New Delhi: The Reserve Bank of India (RBI) may relax its stand and permit trading in foreign currency futures in existing exchanges, open such trades to foreigners and also allow derivatives in contracts other than just rupee-dollar.
A senior government official, who did not wish to be identified, said that a recent round of meetings between the finance ministry and RBI had held out hopes that the apex bank would revise its stand, spelt out in a discussion paper that was circulated two weeks ago.
The government is hopeful of getting currency futures trading operationalized by the end of the current financial year, the official added.
Once it is up and running, even those with small foreign currency exposures, typically small and medium exporters, will be able to buy a hedge to protect their earnings against any unexpected volatility in the exchange rate.
Currency futures are regarded as a key element in the country’s foreign exchange policy by the Union government, as their trading on an exchange can widen participation and create conditions for two-way movement of the exchange rate.
The largely one-way movement of the rupee over the last year has made it more challenging for RBI to intervene in the foreign exchange market.
The Indian currency, which rose 11.3% this year, traded at 39.75 to a dollar on Thursday.
RBI’s internal working group wanted currency futures to be initially restricted to Indian residents and rupee-dollar contracts.
The working group suggested that contracts could be settled in rupees once the contract’s life ends and foreign currency need not be delivered.
As contracts are to be settled in cash, there should be no problem in increasing the scope of products to cover other currencies such as yuan-dollar, said the same finance ministry official.
Further, as foreigners are allowed to participate in India’s over the counter (OTC) market for foreign currency hedges, the same facility could be extended to the proposed currency futures market, the official said.

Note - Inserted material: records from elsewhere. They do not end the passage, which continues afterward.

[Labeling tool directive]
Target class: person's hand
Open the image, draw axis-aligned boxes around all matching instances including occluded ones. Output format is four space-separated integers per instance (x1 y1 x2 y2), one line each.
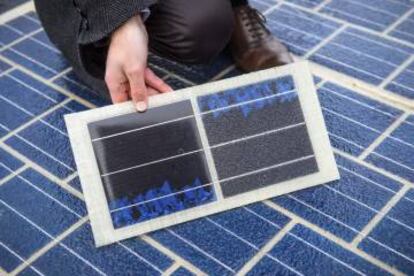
105 16 172 112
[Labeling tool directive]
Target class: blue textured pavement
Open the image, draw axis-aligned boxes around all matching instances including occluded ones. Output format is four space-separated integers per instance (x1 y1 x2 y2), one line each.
0 0 414 276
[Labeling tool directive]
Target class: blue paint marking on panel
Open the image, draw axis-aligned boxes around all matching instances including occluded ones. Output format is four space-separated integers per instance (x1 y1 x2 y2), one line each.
28 224 172 275
310 28 414 85
0 204 51 272
0 148 23 179
5 16 41 35
321 0 410 31
109 179 216 228
266 5 341 55
318 82 402 156
54 71 111 107
2 35 69 78
385 62 414 99
0 170 85 236
198 76 297 115
366 118 414 181
389 13 414 43
5 122 75 178
260 224 388 275
359 213 414 275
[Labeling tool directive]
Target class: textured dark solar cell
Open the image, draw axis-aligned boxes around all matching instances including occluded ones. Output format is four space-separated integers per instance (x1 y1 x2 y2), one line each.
68 64 338 245
88 101 214 228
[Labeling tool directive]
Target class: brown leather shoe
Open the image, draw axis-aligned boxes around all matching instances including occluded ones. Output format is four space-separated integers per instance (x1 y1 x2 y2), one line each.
230 5 293 72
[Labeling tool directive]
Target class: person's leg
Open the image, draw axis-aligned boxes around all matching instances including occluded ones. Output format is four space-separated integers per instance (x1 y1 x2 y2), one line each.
230 0 293 72
231 0 249 7
146 0 234 63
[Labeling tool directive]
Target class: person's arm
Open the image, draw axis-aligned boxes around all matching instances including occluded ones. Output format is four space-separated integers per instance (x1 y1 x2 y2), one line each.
73 0 172 111
105 16 172 111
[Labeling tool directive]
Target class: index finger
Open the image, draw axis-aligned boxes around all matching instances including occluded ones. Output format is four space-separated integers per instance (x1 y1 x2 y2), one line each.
126 69 148 112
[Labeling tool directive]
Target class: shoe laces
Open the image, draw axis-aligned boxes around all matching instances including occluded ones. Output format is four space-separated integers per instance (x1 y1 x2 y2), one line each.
241 7 270 44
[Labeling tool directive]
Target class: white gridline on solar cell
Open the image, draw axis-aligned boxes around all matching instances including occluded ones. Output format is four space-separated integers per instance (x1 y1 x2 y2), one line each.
91 90 297 142
110 154 315 213
101 122 306 177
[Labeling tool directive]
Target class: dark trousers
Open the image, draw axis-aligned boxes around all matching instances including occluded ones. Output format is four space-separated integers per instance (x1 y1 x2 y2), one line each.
145 0 234 63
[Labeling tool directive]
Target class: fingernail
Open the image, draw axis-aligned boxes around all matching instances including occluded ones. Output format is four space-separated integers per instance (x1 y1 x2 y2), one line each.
135 102 147 112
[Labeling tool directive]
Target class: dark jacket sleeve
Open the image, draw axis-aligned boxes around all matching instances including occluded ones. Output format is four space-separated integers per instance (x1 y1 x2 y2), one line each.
73 0 156 44
34 0 157 94
73 0 156 79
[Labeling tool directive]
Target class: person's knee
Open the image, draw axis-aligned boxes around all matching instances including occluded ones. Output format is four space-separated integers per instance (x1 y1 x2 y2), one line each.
147 0 234 63
177 0 234 63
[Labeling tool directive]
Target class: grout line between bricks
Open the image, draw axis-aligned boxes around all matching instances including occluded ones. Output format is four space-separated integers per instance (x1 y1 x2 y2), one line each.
313 0 332 12
0 55 96 108
358 112 410 160
309 61 414 112
283 2 413 48
378 55 414 90
303 24 348 59
140 235 207 276
10 216 88 276
0 142 84 200
0 98 71 142
162 262 180 276
351 185 410 248
0 164 29 186
264 200 404 275
333 148 414 188
236 219 297 276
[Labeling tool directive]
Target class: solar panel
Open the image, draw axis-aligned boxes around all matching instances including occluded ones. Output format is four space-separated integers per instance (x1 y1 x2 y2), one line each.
65 62 339 246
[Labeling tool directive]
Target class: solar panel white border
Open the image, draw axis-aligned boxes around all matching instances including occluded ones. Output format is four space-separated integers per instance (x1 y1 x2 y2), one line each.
65 61 339 247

Both the measures are expected to help in broadbasing the market.
Futures contracts are a commitment between two parties at an exchange to effect transactions at a preset price and date.
Exchange-traded contracts provide transparency. The prevailing OTC market for foreign exchange in India does not do that, however.

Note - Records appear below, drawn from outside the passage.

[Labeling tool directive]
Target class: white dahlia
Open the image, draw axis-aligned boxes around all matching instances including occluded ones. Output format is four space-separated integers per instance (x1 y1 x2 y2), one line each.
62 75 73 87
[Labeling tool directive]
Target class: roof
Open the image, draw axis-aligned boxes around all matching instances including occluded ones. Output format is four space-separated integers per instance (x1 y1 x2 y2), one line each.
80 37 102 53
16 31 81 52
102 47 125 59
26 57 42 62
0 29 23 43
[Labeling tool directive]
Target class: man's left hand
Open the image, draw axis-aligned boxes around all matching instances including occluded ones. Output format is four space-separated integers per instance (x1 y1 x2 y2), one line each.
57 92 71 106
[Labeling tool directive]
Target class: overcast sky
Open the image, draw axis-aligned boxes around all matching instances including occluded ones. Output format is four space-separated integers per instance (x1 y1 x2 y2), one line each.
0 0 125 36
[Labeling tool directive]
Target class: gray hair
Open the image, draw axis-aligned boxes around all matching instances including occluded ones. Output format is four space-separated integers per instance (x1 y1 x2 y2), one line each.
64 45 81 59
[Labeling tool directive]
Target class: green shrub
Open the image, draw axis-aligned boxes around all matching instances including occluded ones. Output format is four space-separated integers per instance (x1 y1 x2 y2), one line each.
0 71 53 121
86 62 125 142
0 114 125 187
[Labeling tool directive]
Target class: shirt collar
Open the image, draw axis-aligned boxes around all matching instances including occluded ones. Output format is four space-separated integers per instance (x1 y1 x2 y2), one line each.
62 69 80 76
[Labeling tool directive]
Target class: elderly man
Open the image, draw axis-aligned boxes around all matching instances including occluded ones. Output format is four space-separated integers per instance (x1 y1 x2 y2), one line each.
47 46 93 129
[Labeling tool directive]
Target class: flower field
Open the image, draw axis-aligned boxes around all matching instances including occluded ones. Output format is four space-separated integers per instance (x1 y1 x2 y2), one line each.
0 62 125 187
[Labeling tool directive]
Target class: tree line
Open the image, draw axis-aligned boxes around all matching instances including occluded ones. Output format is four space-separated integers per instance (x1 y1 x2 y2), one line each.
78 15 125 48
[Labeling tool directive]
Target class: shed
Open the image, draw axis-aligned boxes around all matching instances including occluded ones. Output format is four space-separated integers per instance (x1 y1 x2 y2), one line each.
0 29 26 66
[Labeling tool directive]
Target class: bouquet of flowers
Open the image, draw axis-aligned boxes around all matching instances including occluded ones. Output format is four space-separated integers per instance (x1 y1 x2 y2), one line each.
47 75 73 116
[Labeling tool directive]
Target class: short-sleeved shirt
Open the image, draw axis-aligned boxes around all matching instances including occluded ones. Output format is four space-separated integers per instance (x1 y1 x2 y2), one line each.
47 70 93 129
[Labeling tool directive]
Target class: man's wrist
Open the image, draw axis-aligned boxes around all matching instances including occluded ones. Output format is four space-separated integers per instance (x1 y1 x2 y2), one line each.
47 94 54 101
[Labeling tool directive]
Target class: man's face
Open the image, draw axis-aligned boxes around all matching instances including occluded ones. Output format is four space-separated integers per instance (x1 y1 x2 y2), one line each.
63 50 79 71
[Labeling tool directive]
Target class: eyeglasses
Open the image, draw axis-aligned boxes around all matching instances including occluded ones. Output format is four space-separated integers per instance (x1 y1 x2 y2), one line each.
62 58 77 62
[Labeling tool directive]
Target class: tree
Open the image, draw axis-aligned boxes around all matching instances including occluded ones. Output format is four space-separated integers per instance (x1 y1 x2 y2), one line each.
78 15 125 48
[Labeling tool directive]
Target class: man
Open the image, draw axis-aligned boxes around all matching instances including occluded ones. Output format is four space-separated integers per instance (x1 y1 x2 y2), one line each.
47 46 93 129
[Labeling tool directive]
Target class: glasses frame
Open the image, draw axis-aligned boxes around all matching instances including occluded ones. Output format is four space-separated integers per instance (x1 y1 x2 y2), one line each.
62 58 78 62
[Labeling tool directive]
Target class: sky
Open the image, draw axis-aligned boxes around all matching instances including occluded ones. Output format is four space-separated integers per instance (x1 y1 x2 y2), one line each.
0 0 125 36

In an OTC market, deals are done over the telephone and the transactions lack the transparency of an exchange-traded contract.
Independent experts have welcomed the move to start currency futures trading, but are guarded about the proposal’s immediate success.

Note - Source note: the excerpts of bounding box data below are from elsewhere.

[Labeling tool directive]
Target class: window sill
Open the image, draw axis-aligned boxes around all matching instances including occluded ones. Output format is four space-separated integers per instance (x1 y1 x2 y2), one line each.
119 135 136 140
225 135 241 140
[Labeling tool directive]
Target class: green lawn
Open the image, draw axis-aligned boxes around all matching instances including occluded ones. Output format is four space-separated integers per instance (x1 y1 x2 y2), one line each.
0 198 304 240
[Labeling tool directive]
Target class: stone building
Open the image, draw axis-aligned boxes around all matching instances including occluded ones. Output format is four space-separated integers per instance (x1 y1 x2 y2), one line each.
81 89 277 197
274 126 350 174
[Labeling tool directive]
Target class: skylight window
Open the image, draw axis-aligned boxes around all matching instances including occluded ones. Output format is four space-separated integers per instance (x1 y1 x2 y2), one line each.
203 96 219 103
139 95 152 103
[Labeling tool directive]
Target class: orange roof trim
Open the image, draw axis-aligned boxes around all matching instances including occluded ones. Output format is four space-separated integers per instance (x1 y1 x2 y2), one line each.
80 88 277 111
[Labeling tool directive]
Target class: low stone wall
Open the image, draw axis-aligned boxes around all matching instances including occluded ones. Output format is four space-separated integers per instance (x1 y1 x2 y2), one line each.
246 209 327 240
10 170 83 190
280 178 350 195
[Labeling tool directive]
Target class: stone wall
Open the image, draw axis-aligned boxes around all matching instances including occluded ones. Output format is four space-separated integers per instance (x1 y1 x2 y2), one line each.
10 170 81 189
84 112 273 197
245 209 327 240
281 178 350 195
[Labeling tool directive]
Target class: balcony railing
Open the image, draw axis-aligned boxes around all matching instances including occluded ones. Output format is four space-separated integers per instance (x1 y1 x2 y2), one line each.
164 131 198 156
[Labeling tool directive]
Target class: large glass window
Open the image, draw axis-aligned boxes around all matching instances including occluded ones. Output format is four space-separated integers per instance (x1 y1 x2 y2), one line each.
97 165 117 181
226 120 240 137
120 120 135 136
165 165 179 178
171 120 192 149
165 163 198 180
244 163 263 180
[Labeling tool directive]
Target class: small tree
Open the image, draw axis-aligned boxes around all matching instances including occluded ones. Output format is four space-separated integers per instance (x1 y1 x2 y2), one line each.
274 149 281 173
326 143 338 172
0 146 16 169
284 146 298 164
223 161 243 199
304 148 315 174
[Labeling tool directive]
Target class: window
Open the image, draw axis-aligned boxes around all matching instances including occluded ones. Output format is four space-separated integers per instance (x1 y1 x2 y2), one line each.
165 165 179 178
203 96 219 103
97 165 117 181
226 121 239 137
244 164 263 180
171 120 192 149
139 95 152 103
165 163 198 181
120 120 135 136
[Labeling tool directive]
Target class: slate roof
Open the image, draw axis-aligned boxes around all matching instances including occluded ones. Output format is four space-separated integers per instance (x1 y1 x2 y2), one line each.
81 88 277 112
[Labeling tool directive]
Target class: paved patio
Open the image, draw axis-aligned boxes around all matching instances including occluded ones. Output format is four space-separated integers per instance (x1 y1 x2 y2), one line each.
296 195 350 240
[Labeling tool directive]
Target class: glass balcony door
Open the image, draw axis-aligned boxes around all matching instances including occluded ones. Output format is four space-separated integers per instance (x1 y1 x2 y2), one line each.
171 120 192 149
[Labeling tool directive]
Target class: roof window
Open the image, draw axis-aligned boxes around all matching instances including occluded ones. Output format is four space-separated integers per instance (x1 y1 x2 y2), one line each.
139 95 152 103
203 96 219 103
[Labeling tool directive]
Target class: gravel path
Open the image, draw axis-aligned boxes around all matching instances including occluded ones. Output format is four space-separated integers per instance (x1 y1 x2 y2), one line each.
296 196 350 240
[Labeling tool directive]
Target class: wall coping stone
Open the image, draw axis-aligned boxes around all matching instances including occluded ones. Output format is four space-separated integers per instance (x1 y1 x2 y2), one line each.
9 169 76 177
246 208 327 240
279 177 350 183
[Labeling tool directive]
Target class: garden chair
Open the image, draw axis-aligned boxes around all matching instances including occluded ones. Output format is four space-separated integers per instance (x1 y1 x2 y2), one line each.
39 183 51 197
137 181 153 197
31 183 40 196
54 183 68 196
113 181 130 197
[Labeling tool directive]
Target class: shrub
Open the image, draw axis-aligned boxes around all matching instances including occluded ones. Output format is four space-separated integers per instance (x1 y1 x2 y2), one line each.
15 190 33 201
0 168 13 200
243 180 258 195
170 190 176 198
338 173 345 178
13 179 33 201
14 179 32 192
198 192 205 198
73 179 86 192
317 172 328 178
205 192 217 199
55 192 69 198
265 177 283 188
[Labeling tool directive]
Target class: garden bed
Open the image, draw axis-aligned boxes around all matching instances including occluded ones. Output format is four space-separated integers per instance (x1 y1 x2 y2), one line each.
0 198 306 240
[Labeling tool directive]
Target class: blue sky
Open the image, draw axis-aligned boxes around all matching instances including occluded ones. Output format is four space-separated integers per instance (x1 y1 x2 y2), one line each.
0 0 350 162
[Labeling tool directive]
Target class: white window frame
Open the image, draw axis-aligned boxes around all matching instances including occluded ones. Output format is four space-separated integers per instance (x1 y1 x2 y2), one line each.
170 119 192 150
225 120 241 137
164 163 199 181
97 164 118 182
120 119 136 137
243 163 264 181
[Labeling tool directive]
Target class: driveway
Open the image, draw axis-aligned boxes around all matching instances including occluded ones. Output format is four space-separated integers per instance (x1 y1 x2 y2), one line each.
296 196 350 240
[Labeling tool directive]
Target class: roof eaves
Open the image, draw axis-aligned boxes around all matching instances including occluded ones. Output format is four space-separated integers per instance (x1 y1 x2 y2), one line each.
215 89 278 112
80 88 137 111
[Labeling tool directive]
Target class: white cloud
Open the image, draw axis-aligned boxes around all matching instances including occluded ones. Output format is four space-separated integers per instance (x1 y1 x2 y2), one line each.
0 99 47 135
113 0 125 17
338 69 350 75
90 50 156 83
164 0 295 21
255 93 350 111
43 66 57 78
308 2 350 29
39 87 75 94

“Overall, it is good (the move towards currency futures). We are having a gap filled,” said Samiran Chakra-borty, chief economist at ICICI Bank Ltd.
A banker, who did not wish to be identified, said that exchange-traded contracts are unlikely to gain popularity soon after they are introduced. He said that was because OTC participants, such as banks, are comfortable with the existing system.
However, some studies show that 85% of price discovery in global foreign exchange markets are on account of futures markets even if forward markets account for most of the trade volume, said the report of the high-powered expert committee headed by Percy Mistry.
The Mistry committee had looked at ways to transform Mumbai into an international financial centre.